Why is the GET API not holding to it's realtime promise?

Elasticsearch Version: 2.4

We have 3 master nodes and 2 data nodes. Our index has 8 shards and 1 replica. Our nodes are hosted on EC2. The below is from our (at the time mostly empty) staging deployment. Our production deployment is identical other than node naming:

We are experiencing this issue in both our Production deployment, and a similar staging deployment. This issue does not occur in our single-node development and testing ES deployments.

Application Flow

In our application, we use a lock-controlled read-update-write pattern to add nested objects to parent documents. A given document can have from 1-60 'tokens' (nested objects) added to it.

We have ~80 queue worker threads which process tokens out of a backlog and add them to their parent documents in the index.

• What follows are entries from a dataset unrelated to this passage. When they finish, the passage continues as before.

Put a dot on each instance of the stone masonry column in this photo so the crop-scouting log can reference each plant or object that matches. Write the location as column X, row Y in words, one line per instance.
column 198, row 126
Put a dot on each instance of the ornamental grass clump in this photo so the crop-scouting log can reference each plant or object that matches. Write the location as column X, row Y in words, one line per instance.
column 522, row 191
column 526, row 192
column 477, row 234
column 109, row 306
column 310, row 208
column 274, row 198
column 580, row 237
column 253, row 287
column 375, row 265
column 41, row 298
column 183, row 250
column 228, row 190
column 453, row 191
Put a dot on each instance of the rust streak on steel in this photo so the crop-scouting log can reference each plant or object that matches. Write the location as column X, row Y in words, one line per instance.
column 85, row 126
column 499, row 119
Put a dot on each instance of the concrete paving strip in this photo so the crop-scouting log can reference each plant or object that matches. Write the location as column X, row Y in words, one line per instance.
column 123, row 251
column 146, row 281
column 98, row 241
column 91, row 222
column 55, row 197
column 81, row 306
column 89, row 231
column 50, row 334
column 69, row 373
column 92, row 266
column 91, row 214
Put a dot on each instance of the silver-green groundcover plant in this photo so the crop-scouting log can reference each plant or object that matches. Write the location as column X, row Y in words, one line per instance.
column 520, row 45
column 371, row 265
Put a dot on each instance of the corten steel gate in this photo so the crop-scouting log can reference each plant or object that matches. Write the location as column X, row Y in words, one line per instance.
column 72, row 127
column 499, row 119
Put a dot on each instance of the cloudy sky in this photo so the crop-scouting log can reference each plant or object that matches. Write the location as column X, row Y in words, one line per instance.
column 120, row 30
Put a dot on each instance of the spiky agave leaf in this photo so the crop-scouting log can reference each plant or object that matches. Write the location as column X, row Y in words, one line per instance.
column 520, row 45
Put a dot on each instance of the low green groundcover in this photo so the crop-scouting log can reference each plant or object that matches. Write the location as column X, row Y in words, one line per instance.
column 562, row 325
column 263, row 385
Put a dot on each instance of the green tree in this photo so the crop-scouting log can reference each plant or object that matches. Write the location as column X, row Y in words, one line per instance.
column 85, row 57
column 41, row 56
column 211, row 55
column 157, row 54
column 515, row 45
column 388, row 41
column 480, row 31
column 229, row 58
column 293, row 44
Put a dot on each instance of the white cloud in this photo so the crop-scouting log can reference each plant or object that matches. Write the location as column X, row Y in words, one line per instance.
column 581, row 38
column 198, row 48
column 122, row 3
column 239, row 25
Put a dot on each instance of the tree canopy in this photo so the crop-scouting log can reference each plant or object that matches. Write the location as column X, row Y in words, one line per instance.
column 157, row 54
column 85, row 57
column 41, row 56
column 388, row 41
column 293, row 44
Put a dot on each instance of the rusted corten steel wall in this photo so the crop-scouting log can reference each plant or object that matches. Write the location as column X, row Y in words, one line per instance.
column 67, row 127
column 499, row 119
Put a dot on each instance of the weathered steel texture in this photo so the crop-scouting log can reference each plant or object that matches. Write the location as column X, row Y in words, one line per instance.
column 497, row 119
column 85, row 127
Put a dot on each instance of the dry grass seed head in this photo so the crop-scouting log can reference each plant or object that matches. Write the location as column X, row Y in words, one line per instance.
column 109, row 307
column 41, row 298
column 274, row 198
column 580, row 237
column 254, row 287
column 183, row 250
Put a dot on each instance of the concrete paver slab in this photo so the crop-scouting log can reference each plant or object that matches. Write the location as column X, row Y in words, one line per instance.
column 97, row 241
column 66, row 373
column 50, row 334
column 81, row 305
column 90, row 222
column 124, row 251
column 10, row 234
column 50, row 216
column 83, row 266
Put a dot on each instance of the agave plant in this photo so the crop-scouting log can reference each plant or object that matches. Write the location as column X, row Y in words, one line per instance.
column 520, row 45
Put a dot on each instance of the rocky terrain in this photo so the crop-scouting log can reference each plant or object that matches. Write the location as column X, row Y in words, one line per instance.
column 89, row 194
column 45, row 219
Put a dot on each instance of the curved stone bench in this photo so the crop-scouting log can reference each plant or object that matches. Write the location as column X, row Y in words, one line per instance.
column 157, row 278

The code flow to process a token works as follows:

  1. Queue worker gets a lock on the document the token belongs to.
  2. Queue worker retrieves the document using the GET API.
  3. Queue worker adds token information to the document.
  4. Queue worker writes the document back into the index
  5. Queue worker releases the lock on the parent document

Once a given queue worker has finished, another may grab the lock on the document and update it with a different token.

Problem

The problem we are having is that the GET API doesn't always return the most recently indexed copy of the document. The GET API returns an outdated copy of the document for 1-3 seconds after the new version is sent to the index.

Here is a GIST of log output demonstrating the issue: https://gist.github.com/brianV/be00761436f219efb8f057e42838e13f

Below is a small snippet:

[2016-12-29 10:43:46] app.INFO: Elastica version check: getDocument() called. Version 52 of 1:69 returned [] []
[2016-12-29 10:43:47] app.INFO: Elastica version check: Called addDocument() for 1:69 [] []
[2016-12-29 10:43:47] app.INFO: Elastica version check: getDocument() called. Version 52 of 1:69 returned [] []
[2016-12-29 10:43:47] app.INFO: Elastica version check: Called addDocument() for 1:69 [] []
[2016-12-29 10:43:47] app.INFO: Elastica version check: getDocument() called. Version 52 of 1:69 returned [] []
[2016-12-29 10:43:47] app.INFO: Elastica version check: Called addDocument() for 1:69 [] []
[2016-12-29 10:43:48] app.INFO: Elastica version check: getDocument() called. Version 55 of 1:69 returned [] []
[2016-12-29 10:43:48] app.INFO: Elastica version check: Called addDocument() for 1:69 [] []

The getDocument() call is an Elastica (http://elastica.io/) wrapper around the GET API. We output the version retuned from Elastic.
The addDocument() call is an Elastica wrapper around PUT requests into the index.

The steps in the log above are as follows:

  1. Version 52 is returned in the first getDocument() call. It's updated by a worker and submitted back into the index (which creates version 53).
  2. getDocument() is called by another worker, which returns version 52 again rather than version 53. It updates it and indexes to create version 54 (overwriting the changes that went into 53 as 54 is based on 52).
  3. The next worker does the same to create version 55 (overwriting the version 54 changes).
  4. Finally, version 55 is returned.

This pattern will continue - an outdated version is returned by the GET API for 1-3 seconds after a new version is committed. It's like the version returned by the GET API is only updated every few seconds rather than in real time.

My immediate thought was that GET requests are getting cached somewhere in between, but we've eliminated that possibility.

I can guarantee that the lock is working. I verified this by making each worker thread sleep for 5 seconds before releasing the lock. This also had the side effect of making the system worked properly - each getDocument() request returned the next version, presumably because the threads were working slower than the 1-3 second delay we are seeing. Unfortunately, this made performance miserable for the project.

I'd really appreciate any thoughts as to what's going on here!

I'm not familiar with this client so can't directly help there.
Can you replicate this with a simple curl example?

Does the Elastica client can wait for an "acknowledge" when you put the new version, before releasing the lock ?

Question: How many nodes in your cluster ?

It appears something somewhere was caching the GET requests, although we aren't sure why. We set up an internal DNS entry that routed the traffic within AWS, and the issue evaporated.

It's not clear yet where they were getting cached or why, but that's the apparent case.

This topic was automatically closed 28 days after the last reply. New replies are no longer allowed.